This first week of 2007 has been completely blessed…yet also fairly normal. The activities haven’t changed so much, so it must be something inside me. I am appreciating every moment of my life.
My children wake in the morning and come out of their bedrooms, hair all over the place, sleepy looks in their eyes and all I want to do is cuddle them. I feel so happy every morning to begin my day seeing them.
Living in Australia my eldest is on summer holidays from school; my middle daughter will be entering school in late January also. Every day we play, we have fun and I have finally realised when I am out in the backyard just playing with them, that is exactly where I should be. I don’t need to be in my office working, or cleaning the house – I just need to be fully present playing with them. The irony of this is, that now when I tell them I need to do a little work they will happily play together, without interrupting me. They are secure in the knowledge that I will be all theirs later this afternoon.
This week we all made fruit salad together. Up until now I haven’t given them much responsibility for household stuff…or only when they really wanted to help. But that little bit of cooking was so much fun and we all enjoyed it…I just need to leave a little longer than normal to get it done! I also realised how fortunate I feel that I can choose when they take on more responsibility. There are many families in many countries who need the children to be helping out or even working. I think for me the time has come, for me to give them more responsibility…after all I don’t want them growing up now knowing how to do anything
So when I look back at this week it has been so enjoyable – doing the same old thing. All it took was for me to look at it a little differently. Hopefully this is something you can take away and use in your life.
Fantastic stuff, Margit!
It seems you made a big step forward spiritually.
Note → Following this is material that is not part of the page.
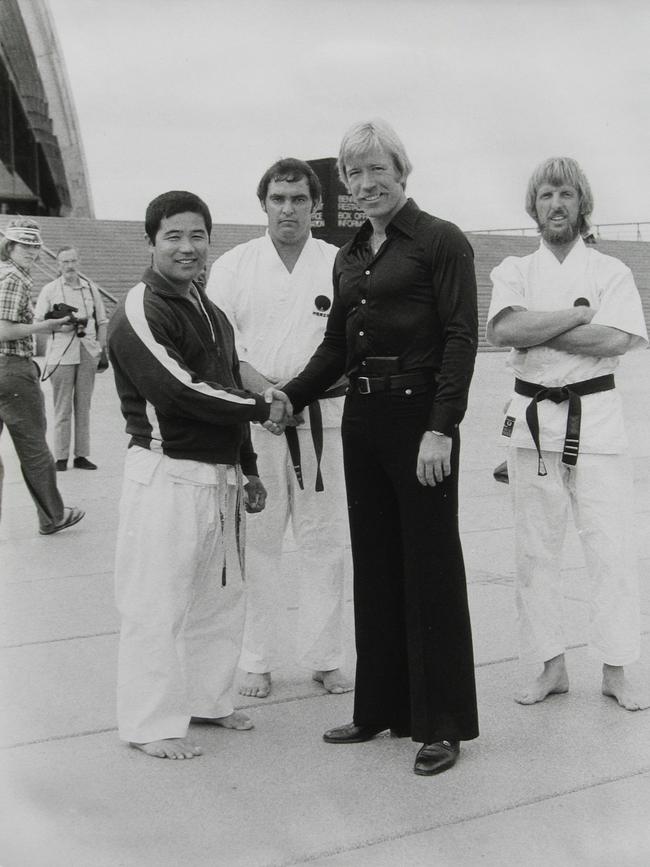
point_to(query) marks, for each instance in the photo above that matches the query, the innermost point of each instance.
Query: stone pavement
(566, 782)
I really like the appreciation and gratitude you show for the world and where you are in it. It reminds me of a blog entry by Joe Vitale I read yesterday. It’s here:
http://mrfire.blogspot.com/2007/01/you-are-here.html
I think Joe is right. You can’t go anywhere higher really until you fully accept where you are.
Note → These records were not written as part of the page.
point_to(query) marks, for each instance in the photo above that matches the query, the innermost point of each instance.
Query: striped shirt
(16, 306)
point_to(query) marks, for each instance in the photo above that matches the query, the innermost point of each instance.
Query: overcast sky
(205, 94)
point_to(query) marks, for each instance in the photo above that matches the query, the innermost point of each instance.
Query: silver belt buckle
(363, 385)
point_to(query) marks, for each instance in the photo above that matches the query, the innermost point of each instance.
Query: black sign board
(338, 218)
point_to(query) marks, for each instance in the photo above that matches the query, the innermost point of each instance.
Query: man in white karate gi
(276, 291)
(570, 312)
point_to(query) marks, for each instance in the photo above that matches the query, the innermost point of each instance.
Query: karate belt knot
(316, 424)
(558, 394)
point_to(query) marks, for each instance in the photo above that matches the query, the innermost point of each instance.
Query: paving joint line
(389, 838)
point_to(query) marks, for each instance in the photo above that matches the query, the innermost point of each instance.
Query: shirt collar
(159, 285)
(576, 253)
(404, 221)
I believe you’ve just experienced being fully OK. Can’t get anything better.
Best,
Frank
By: Frank on January 7, 2007
at 11:50 am
[...] http://familycoach.wordpress.com/2007/01/07/happy-right-now [...]
By: Frank’s Coaching Blog » Appreciation of What Is on January 7, 2007
at 12:09 pm
Hey Frank
You are so right. It feels wonderful for just be fully OK! Joe is spot on with his words and I totally agree with him – you must be in gratitude and happy right now before you can truly move on.
That said it has taken me quite some time to get here. And every single step of the journey has been worth it. But one of the greatest things is that I still have so far to go – it is fun and enlightening and I want more of it
And to be able to assist other people find this bliss…what more could one want in a job!